Underlying Factors of Healer Shopping Behaviour of Visceral Leishmaniasis Patients in Nepal
Shiva Raj Adhikari*
Department of Economics, Tribhuvan University, Kathmandu, Nepal
- *Corresponding Author:
- Shiva Raj Adhikari
Patan Multiple Campus
Department of Economics
G P O box 19755 Kathmandu, Nepal
Tel: (+977-1) 5526394
E-mail: [email protected]
Received Date: November 02, 2011; Accepted Date: December 13, 2011; Published Date: December 17, 2011
Citation: Shiva Raj (2011) Underlying Factors of Healer Shopping Behaviour of Visceral Leishmaniasis Patients in Nepal. J Bioterr Biodef S5:004. doi: 10.4172/2157-2526.S5-004
Copyright: © 2011 Shiva Raj. This is an open-access article distributed under the terms of the Creative Commons Attribution License, which permits unrestricted use, distribution, and reproduction in any medium, provided the original author and source are credited.

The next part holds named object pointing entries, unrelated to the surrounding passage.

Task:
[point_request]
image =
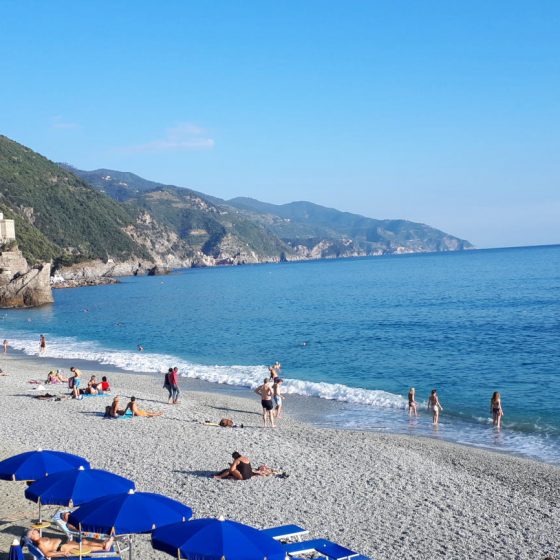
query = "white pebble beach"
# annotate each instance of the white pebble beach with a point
(386, 496)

Background: The existing literature on demand for health care primarily deals with first consultation of health care providers; however, in reality, the consumers may make several visits to find the standard health care.

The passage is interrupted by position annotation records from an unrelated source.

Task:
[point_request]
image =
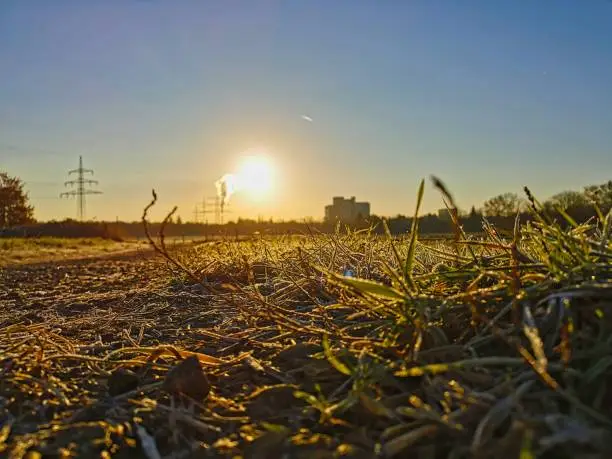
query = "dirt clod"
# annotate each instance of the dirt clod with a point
(189, 379)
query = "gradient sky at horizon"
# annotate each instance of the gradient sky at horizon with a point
(489, 95)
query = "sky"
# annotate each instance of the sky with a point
(349, 98)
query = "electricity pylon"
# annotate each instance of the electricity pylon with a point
(80, 190)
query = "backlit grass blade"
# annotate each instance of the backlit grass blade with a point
(413, 238)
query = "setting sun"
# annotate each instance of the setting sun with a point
(255, 175)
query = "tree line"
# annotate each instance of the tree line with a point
(17, 217)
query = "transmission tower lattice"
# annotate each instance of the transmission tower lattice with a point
(80, 192)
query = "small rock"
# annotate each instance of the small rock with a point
(121, 381)
(188, 379)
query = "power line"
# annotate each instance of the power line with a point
(80, 192)
(210, 206)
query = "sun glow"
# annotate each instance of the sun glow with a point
(255, 177)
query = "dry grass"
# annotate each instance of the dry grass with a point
(496, 347)
(51, 249)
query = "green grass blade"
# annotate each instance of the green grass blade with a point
(413, 238)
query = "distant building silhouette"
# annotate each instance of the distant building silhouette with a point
(346, 210)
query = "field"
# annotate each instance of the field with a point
(32, 250)
(315, 346)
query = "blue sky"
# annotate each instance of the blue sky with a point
(489, 95)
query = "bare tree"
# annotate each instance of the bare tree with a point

Objective: The objective of the study is to identify the pattern of utilization of health care of visceral leishmaniasis (VL) through the use of sequential visits to different health care providers and to examine factors determining the healer shopping behavior of the patients.
Methods: The data for this study were collected from the six public hospitals where diagnosis and treatment services for VL are available located in VL endemic districts. Poisson regression model was used in pragmatic approach of demand function to investigate the utilization pattern of health care services.

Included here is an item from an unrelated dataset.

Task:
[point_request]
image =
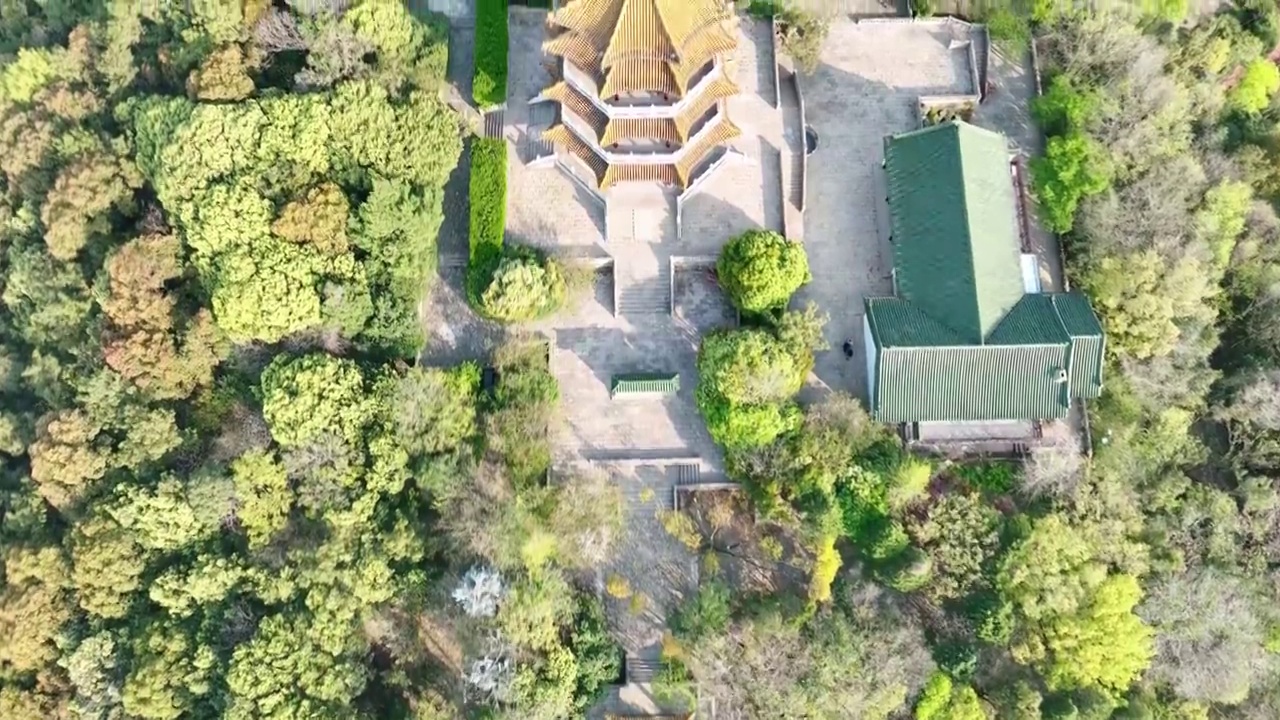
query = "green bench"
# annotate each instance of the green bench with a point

Results: Among the total patients, 16 percent visited to public hospital, 19 percent visited to public clinic, 22 percent visited to private hospitals of clinics and 23 percent subjects used home treatment. One to more than five sequential visits to the providers was found in this study. The forward looking provider’s price is significantly responsible to increase the event of healer shopping; however income has no effect on multiple visits. Information but not education has a greater role to reduce the number of healer shopping events. Information, service obtaining costs and forward looking provider’s prices have robustly determined the healer shopping behaviour of the patients.
Conclusion:The demand analysis which captures the multiple care seeking events is appropriate for producing the better information for policy maker.